Dynamics of leukemic blast and immune cell populations in Acute Myeloid Leukemia Free

Although patients with acute myeloid leukemia (AML) initially respond to standard chemotherapy, the relapse rate is high, and many subsequently develop refractory disease. This is largely due to the clonal heterogeneity and molecular diversity of the disease, such that drug resistant subclones easily develop. Thus, response to targeted therapies can be transient while the efficacy of immunotherapy remains limited. To expand treatment options, a comprehensive understanding of the clonal landscape and immune microenvironment of AML, as well as the interactions between immune and leukemic cells is essential. Previous studies utilizing single-cell RNA sequencing (scRNA-seq) have provided valuable insights, but they predominantly focused on limited, well-controlled or newly diagnosed patient cohorts. Here, we instead characterized the cellular composition, immune marker landscape, and dynamics of leukemic cells, as well as their interactions with immune cell populations at single cell resolution in a cohort of AML bone marrow (BM, n=71) and peripheral blood (n=1) samples from patients with mixed treatment histories, sampled at diagnosis (Dg, n=22), remission (Rm, n=2), and relapse/refractory (RR, n=48) stages. Among these were 26 Dg-RR, 6 Dg-Rm-RR, and 4 RR-RR longitudinal sample sets. All samples were obtained through the Finnish Hematology Research Biobank, following protocols approved by an ethical committee of the Helsinki University Hospital and in accordance with the Declaration of Helsinki. ScRNA-seq libraries were prepared using 10X Genomics kits and Chromium instrument, followed by sequencing on the Illumina NovaSeq 6000 instrument. Data analysis was performed using Seurat. Cell types were identified by mapping our dataset to the bonemarrowmap reference dataset (Zeng, A. et al., 2025), and leukemia-specific markers were used to identify blast cells. A publicly available healthy BM dataset was retrieved for comparison (Oetjen, K.A. et al., 2018).
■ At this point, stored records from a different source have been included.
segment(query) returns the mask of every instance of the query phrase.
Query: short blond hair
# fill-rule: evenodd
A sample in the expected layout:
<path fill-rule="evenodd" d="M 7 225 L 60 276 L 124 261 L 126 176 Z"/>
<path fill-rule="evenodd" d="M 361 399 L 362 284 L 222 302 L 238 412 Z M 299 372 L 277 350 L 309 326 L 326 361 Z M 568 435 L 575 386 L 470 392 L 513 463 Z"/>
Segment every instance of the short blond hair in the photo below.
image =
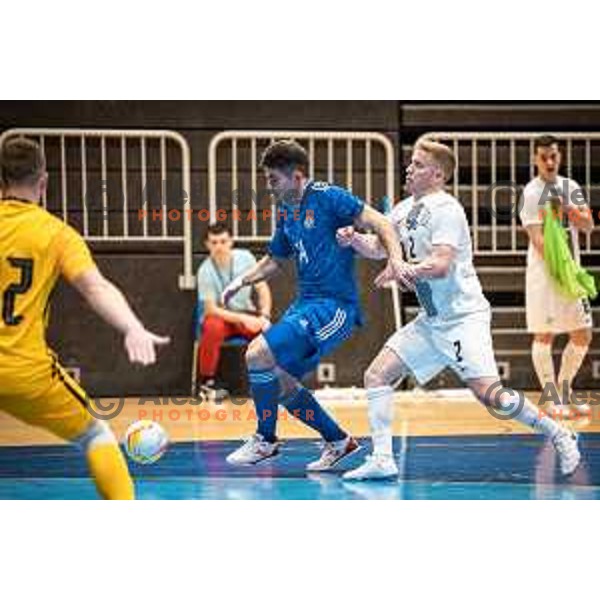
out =
<path fill-rule="evenodd" d="M 417 140 L 415 150 L 422 150 L 423 152 L 430 154 L 433 160 L 442 169 L 444 180 L 449 181 L 452 179 L 456 167 L 456 156 L 448 146 L 429 138 L 421 138 Z"/>

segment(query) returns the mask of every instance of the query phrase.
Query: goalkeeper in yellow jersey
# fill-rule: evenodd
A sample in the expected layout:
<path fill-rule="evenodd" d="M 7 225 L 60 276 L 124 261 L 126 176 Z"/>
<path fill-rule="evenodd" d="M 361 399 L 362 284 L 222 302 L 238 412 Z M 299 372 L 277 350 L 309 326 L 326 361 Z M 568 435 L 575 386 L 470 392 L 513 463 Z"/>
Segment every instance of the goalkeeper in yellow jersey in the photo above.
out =
<path fill-rule="evenodd" d="M 154 363 L 156 346 L 169 339 L 144 328 L 79 234 L 38 206 L 48 181 L 38 144 L 6 141 L 0 179 L 0 411 L 79 445 L 100 495 L 131 499 L 133 483 L 114 434 L 92 417 L 86 393 L 46 345 L 50 293 L 64 277 L 123 334 L 132 363 Z"/>

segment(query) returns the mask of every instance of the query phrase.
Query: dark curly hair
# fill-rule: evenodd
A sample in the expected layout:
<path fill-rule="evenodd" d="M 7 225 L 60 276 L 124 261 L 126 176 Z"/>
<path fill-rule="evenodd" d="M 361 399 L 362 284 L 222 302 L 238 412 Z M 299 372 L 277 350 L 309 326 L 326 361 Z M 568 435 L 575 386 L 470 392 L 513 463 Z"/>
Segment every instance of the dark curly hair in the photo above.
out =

As expected, cellular composition was highly variable among the samples. Compared to Rm and healthy BM, Dg and RR AML samples had significantly higher proportions of progenitor cells and lower proportions of immune cells, suggestive of treatment-related changes. We had 21 and 7 RR samples from patients treated previously with cytarabine and venetoclax, respectively. Phenotypic changes associated with induction chemotherapy included loss or reduced density of HSC/MPPs or complete change in phenotype. An example of the latter included a patient who initially had a high density of HSC/MPPs at diagnosis, followed by a loss of HSCs/MPPs, a slight increase in GMPs and CLPs, and differentiated monocytes at remission. Upon relapse, the patient showed a high density of GMPs/CLPs, with a loss of monocytes and unrecovered HSCs. In longitudinal RR samples from cytarabine-treated patients, differential gene expression and pathway analyses of blast cells revealed increased mitochondrial function and energy metabolism, including oxidative phosphorylation and ATP synthesis, along with suppressed inflammatory response pathways compared to diagnosis. Blasts from venetoclax-treated patients showed increased erythroid differentiation at relapse.
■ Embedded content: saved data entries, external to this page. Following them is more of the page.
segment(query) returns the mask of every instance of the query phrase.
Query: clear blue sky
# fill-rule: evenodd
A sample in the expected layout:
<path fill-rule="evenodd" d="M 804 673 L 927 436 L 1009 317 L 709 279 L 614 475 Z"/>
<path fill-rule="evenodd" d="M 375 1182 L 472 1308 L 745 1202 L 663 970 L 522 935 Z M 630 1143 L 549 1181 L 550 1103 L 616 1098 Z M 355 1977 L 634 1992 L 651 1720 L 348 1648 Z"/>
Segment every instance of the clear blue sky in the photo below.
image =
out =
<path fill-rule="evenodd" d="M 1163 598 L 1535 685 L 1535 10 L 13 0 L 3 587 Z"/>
We also compared markers of immune cell exhaustion and activation in healthy and AML datasets as well as during disease progression. In AML dataset, we detected PD-1 expression in small immune cell clusters, including expression in approximately 20% of proliferating T cells and about 10% in CD4+ regulatory T cells. We observed that VISTA, an inhibitory checkpoint protein, was expressed in AML Dg and RR samples but absent in Rm and healthy BM. VISTA restrains T cell-mediated anti-tumor immunity and could be explored as a potential immunotherapeutic target for AML. Cell-cell communication analysis between blasts and immune cell population identified multiple interactions between leukemic stem cells ligands and inhibitory receptors in NK cells including NECTIN2-CD226, LGALS9 (galectin9) - HAVCR2 (TIM3), HLA-E - CD94/NKG2A, CD94/NKG2B, CD94/NKG2C, CLEC2B-KLRB1.

These findings underscore the dynamic changes in AML cell populations in response to treatment and during disease progression, implicate potential relapse mechanisms and the interactions used by leukemic stem cells to inhibit immune cell function and promote immune tolerance, and highlight novel treatment strategies.